Bayram günü güler yüz göstermek neşelenmek İslam şiarındandır. Hz. Ebubekir diyor ki: “Bir bayram günü kızım Âişe’nin odasına vardığımda iki cariye ellerinde defter olduğu halde, İslam kahramanlarına ait beyitler söylüyorlar, el vuruyorlar, def çalıyorlardı. Onların medhine dair kasideler söylüyorlardı. Keza onların kahramanlıklarını dile getiren beyitler okuyorlardı. Resulullah da oradaydılar. Elbisesine, bürünmüş, yüzünü örtmüş ve sedire uzanmıştı. İçeri girdiğimde def çalan, kaside okuyan kadınlara engel olmak istediğimde Efendimiz yattığı sedirden doğrulup mübarek yüzünden örtüyü kaldırdı. Bana hitaben: “Yâ Eba Bekir! İlişme onlara. Bırak def çalıp eğlensinler. Bugün bayramdır. Bugün sevinç ve sürur günüdür. Her kavmin, her dinin bayramı vardır. Bugün de bizim bayramımızdır. Bizim bayramımızda sevincimizi belli etmek şeair-i İslam’dandır” buyurdular. Bu kıssa “Şerh-i Mişkat” ve “Tac” isimli hadis kitaplarında yer almaktadır.

Yılda iki defa değil de, her gün bayram havası teneffüs etmek isteyen Müslümanın tabii ki İslami bir hayat yaşaması gerekiyor. Böyle olunca, deliye değil, akıllıya her gün bayram diyebiliriz. Unutmayalım ki, Müslümanın üç büyük bayramı vardır. Birincisi, ömrünü imanlı olarak bitirmesi, ikincisi, cennete girmesi, üçüncüsü de Cemalullah ile şereflenmesidir.

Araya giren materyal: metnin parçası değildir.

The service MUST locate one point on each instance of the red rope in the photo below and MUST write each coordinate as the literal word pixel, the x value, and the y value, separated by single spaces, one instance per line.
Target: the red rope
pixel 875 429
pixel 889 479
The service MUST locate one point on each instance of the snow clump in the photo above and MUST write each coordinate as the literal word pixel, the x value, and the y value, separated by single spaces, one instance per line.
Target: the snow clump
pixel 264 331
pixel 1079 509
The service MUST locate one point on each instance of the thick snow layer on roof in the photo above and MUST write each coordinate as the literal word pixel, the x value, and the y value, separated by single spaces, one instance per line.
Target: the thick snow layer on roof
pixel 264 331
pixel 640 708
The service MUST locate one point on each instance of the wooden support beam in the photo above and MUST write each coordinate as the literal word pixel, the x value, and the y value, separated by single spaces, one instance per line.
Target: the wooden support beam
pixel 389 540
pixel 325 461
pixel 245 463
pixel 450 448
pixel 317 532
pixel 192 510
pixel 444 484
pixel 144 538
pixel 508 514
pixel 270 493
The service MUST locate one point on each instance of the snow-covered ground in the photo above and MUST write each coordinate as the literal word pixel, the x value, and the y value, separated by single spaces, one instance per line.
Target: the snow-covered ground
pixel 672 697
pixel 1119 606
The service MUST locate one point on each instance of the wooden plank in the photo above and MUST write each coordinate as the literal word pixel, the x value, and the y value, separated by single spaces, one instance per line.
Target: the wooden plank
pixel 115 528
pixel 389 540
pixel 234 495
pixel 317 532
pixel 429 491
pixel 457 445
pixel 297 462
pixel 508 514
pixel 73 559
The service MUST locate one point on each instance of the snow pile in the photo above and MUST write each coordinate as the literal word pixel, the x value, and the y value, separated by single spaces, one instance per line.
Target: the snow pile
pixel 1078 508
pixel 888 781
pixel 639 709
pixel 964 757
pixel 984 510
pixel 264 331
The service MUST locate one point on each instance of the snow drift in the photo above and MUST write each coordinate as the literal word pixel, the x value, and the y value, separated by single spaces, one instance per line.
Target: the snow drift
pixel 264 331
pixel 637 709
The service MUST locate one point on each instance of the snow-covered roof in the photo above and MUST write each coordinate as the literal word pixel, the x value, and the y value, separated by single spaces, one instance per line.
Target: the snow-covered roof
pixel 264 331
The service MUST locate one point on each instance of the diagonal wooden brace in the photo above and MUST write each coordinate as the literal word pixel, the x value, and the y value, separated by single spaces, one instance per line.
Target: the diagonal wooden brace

Dini bayramlarımızın manevi güzelliği, kalem erbabını da harekete geçirdiği için ortaya bir de “Bayram Edebiyatı” çıktı diyebiliriz. Ünlü edebiyatçılarımızın bayramlarla ilgili yazıları bu türün en canlı örnekleri olarak arz-ı endam ediyor. Sadece edebiyatçılar değil, tarihçiler de bayram kültürüne büyük katkıda bulundular. Eski İstanbul Ramazanlarının yanısıra, eski İstanbul bayramları hakkında da birbirinden güzel makaleler kaleme aldılar. Ramazan ve bayram edebiyatının canlı tablolarını yakından görmek isteyen dostlarıma, acizane kaleme aldığım “Dersaadet’te Ramazan Akşamları”, “Dersaadet’de Bayram Sabahları” isimli eserlerimi tavsiye ederim.

Bu vesileyle bütün İslam âleminin, özellikle de siz kıymetli okuyucularımın bayramını tebrik ediyor, hayırlara vesile olmasını Cenab-ı Hakk’tan niyaz ediyorum.